As it is intended that only ten hours a week will be needed after a short while to maintain the necessities of village life, after that each person is free to follow their own calling and use all spare time as they see fit. The only thing which it is recommended not to be sanctioned is the “paying” of someone else to do an individuals work. If anyone needs to be excused from participation in the community chores let the village council decide—obviously, if there is an accident the doctor is needed more at the hospital than on the ditch digging, but these excuses should be as few as possible.
To make all this work and create a happy life for everyone in the best possible way it is advisable to change the council members every three months and to put the continuation of the leader to the vote once a year, assuming the leader is willing to continue. The council should be selected from volunteers but it should be understood that all adults will have to take a turn at being of the council. This will work well once the pattern of the village is established as it is on the principle of “you cut the sandwich, I choose which half”. Fairness is a main priority in all these suggestions for establishing village communities which can and will successfully continue and expand the human experience on planet earth.
The Monolithic type of dome construction was mentioned earlier, and these are ideal for their earthquake resistance and ability to withstand high wind, which wind may reach hundreds of miles an hour during the times ahead. But there are other types of construction which may also serve well, for example the earth ships made with old tires and compacted dirt or sand and the adobe style homes. Be sure to have instructions for these wind resistant homes in the library along with as many “how to” books, like the Fox Fire series, as you can find. It would also be useful to make a collection of sensible small tools and appliances which may be copied and reproduced at a later date as need and energy become available, as well as a selection of non-energy using equipment, for example, hand grain grinders.

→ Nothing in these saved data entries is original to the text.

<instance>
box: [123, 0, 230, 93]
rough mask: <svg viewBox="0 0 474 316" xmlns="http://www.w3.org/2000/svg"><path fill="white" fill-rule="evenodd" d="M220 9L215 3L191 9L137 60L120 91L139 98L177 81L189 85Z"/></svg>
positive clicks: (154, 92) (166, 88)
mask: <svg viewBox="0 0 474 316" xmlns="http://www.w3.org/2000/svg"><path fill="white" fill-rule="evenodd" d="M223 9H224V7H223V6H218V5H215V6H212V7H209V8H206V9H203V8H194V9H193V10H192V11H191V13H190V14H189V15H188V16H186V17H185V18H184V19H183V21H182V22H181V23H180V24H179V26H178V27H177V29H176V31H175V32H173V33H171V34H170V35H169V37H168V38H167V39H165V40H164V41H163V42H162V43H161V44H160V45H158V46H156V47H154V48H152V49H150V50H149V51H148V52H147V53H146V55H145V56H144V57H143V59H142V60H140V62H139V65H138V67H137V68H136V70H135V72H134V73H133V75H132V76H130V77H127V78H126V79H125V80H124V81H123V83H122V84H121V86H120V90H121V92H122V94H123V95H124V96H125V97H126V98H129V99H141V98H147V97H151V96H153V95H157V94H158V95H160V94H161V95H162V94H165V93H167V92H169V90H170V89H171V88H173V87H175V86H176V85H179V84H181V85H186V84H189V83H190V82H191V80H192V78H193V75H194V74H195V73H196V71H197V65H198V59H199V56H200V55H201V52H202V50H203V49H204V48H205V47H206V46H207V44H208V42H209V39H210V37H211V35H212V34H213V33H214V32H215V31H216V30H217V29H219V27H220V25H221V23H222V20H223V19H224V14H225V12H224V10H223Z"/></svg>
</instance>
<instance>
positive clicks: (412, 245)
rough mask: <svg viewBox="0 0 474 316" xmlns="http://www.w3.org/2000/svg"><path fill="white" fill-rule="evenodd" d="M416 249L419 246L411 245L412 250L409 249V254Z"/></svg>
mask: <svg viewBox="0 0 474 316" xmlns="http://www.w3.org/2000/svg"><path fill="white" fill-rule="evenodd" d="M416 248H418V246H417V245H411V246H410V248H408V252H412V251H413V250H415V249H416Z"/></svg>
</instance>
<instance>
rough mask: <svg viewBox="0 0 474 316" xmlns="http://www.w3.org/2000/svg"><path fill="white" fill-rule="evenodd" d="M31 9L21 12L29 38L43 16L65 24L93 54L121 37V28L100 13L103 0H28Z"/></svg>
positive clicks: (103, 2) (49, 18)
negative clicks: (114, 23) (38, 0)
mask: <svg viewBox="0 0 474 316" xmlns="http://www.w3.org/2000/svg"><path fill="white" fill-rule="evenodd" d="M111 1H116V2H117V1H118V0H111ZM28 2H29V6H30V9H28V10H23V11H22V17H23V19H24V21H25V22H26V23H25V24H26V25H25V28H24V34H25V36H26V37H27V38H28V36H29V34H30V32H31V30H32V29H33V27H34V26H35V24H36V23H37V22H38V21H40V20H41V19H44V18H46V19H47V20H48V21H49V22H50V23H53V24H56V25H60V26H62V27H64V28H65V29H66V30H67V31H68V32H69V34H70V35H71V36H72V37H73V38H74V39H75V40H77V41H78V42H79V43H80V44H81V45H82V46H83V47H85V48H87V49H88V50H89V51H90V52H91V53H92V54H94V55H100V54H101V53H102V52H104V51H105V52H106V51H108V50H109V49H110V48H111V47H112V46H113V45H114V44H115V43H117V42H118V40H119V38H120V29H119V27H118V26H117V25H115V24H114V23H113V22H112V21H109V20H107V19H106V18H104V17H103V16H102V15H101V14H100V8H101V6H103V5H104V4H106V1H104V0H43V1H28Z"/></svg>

Although the above suggestions will work for any planned community they are designed with the “worst case scenario” in mind. Let us hope it never comes to that, but if it should, then we would be well prepared if we had taken these steps. It is envisaged that a core group of people, possibly with outside help, will begin preparing these village areas and an important part of that preparation would be the collection of the biggest library possible with every kind of book from medicine to poetry. An old hand set printing press would also be a great addition to the library, which would be housed in the central dome.
These basic guidelines for village life in the aftermath of disaster are designed to give the opportunity for man to recover and grow in an environment which is fair and just. One where each person takes loving care of himself, his family and his neighbor and where everyone has a chance to share in the whole and at the same time develop his own talents and individuality to the best possible degree.